Burada ilginç olan şey, nehir sularının tersine akma görüntüsüdür.

Liberalizmin ve küreselleşmenin şampiyonu ABD ve Batı “korumacılığa, sınırlarını yükseltmeye” yönelirken, Rusya ve Çin “küreselleşmeyi, küresel ticaret serbestisini” savunmaktalar.

...................

Ve Türkiye...

Para sistemi, ithalat ve ihracat serbestisi, küresel ticaret, liberal ekonomi kodlarıyla, kurumlaşmasıyla Türkiye bunlardan etkileniyor mu?

Etkilenmediği söylenemez.

Üstelik zaman zaman özel yaptırımlarla da -Rusya’nın bir süre uyguladığı- karşı karşıya kalmıştır.

Türkiye’nin yararı “küreselleşme, liberal ekonomi, serbest ticarette...”

Buna karşın göçler, özellikle Suriye’den 4 milyona yaklaşan göç ekonominin ve sosyal yapının taşımakta çok zorlandığı, ağır bir yük.

Bunun siyasete de yansımaları oluyor.
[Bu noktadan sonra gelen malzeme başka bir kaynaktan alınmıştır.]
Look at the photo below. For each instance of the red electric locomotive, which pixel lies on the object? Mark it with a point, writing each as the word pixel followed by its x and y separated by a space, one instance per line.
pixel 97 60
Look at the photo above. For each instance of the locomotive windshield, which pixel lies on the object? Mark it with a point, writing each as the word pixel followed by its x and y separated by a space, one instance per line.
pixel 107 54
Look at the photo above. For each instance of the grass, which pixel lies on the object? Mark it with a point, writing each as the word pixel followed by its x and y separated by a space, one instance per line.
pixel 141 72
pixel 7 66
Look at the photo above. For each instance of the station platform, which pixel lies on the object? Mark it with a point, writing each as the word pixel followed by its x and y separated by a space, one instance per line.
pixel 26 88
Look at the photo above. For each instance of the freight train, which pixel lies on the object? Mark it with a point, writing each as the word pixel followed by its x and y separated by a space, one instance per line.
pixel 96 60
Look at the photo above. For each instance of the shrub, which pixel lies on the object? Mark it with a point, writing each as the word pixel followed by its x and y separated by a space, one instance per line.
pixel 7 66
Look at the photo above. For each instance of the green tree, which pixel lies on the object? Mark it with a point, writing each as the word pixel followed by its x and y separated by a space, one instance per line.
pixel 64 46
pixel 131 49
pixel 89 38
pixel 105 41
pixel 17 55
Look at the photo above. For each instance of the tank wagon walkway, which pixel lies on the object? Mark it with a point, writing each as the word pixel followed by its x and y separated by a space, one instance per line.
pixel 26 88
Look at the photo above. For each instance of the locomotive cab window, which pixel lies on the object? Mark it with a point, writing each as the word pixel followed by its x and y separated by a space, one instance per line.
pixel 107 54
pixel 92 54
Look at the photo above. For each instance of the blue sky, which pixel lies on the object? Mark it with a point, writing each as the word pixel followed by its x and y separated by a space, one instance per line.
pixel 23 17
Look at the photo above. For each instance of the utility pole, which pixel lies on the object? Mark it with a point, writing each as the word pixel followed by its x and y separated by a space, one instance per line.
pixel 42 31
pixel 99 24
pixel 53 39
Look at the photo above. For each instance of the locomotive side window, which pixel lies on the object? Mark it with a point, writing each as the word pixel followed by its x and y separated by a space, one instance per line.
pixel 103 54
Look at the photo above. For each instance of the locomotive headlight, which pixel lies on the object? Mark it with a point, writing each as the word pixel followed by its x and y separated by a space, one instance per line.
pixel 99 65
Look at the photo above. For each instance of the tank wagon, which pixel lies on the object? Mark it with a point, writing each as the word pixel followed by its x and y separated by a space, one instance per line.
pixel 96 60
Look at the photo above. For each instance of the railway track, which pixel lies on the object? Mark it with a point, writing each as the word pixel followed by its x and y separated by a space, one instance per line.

Son İstanbul seçim sonuçlarında “Suriyeli göçmenler” ekonominin yanı sıra ilk iki faktörden biri.

Başka illere kayıtlı olan ve İstanbul’da kaçak olarak yaşayan Suriyelilerin legal yaşam yerlerine gönderilmeye başlanması bunun kanıtı.

..................

Dünya tarihinin sayfalarında herhalde küresel göç dalgaları bir kırılma noktası, bir başka dönemin miladı olarak yer alacak.